Lead is everywhere. It occurs naturally, but also due to decades of leaded gasoline and leaded water pipes, we still have toxic levels of lead in the air, soil, and groundwater in many food-producing regions. And because the EPA has been underfunded and impeded by capitalists at every opportunity, the lack of monitoring or enforcement has permitted corporations to dump lead in their wastewater. It's very easy to dissolve lead in water, and has a nonzero cost to remove, so of course they don't when nobody is looking. And that's just the food we grow in the USA. Imported produce might come from a country with even fewer restrictions on lead contamination.
All this means that we cannot predict how much lead is in the crops we produce and eat. Fruits don't tend to accumulate lead, but root vegetables, leafy greens, and grains can all be silently toxic. It can come from the soil, the water, or the air. So food manufacturers were given a pass on lead, because they cannot predict or prevent how much lead is in the raw ingredients they buy, and it would be too expensive to test all the food we eat.

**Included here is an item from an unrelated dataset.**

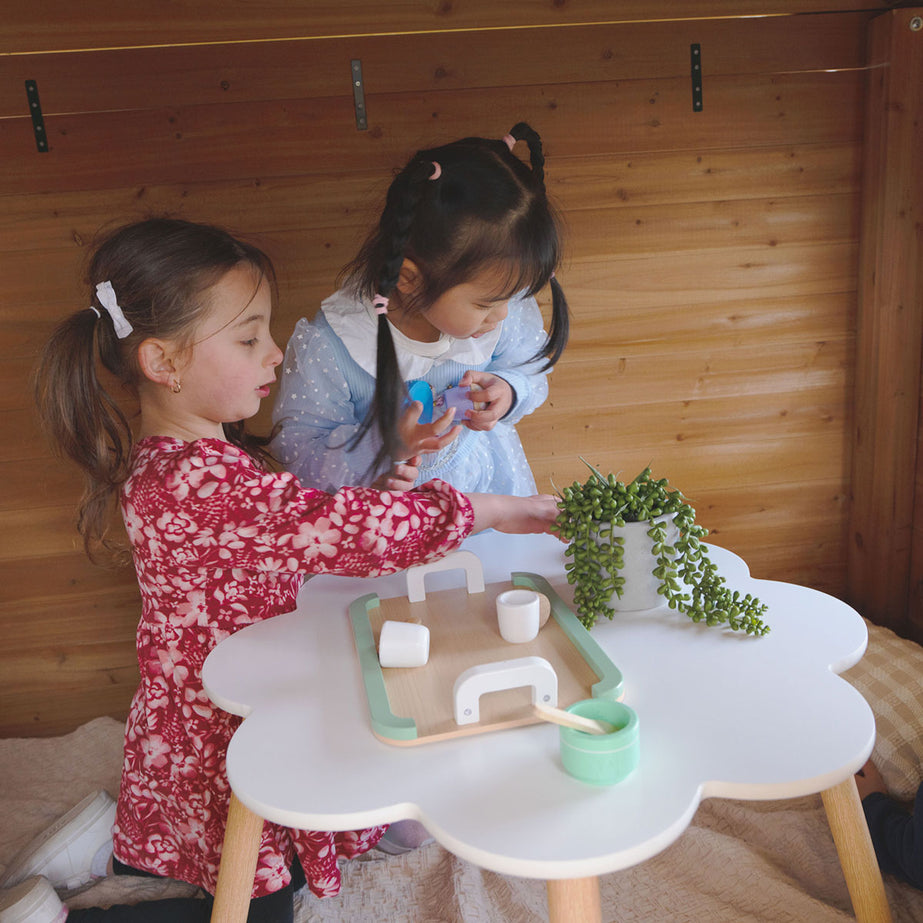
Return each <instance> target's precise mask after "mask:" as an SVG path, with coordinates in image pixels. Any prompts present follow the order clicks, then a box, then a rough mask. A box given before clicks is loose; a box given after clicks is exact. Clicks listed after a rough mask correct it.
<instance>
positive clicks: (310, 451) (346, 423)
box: [272, 319, 377, 491]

This is a good first step to create limits on baby food, since infants are the most affected by lead toxicity and it's easy enough to test batches of pureed ingredients. It would be better to create actual regulations with enforcement, and fund the agencies responsible for both. But this is a small step in the right direction.
And there it is. Leaded gasoline.
Leaded pipes can be replaced, or water can be treated (iirc) to prevent it from leeching lead. Natural lead is far from uncommon, but usually is not in a form that ends up ingested.
But because they added lead to make it easier to produce engines that didn't knock, we are paying the price for it world wide and to this day.
Because we never stopped using it. We just decided to only use it in planes, and than built all the farms in the flight paths because nobody wanted to live there.
What's frustrating about that is we now have alternatives to 100LL, and it still hasn't been phased out.
While expensive and would likelu make a lot of people really angry - regulators should have mandated that any non-diesal or non-turbine aircraft get scrapped. I would believe those fuel alternatives would have been found much quicker and be in use much earlier.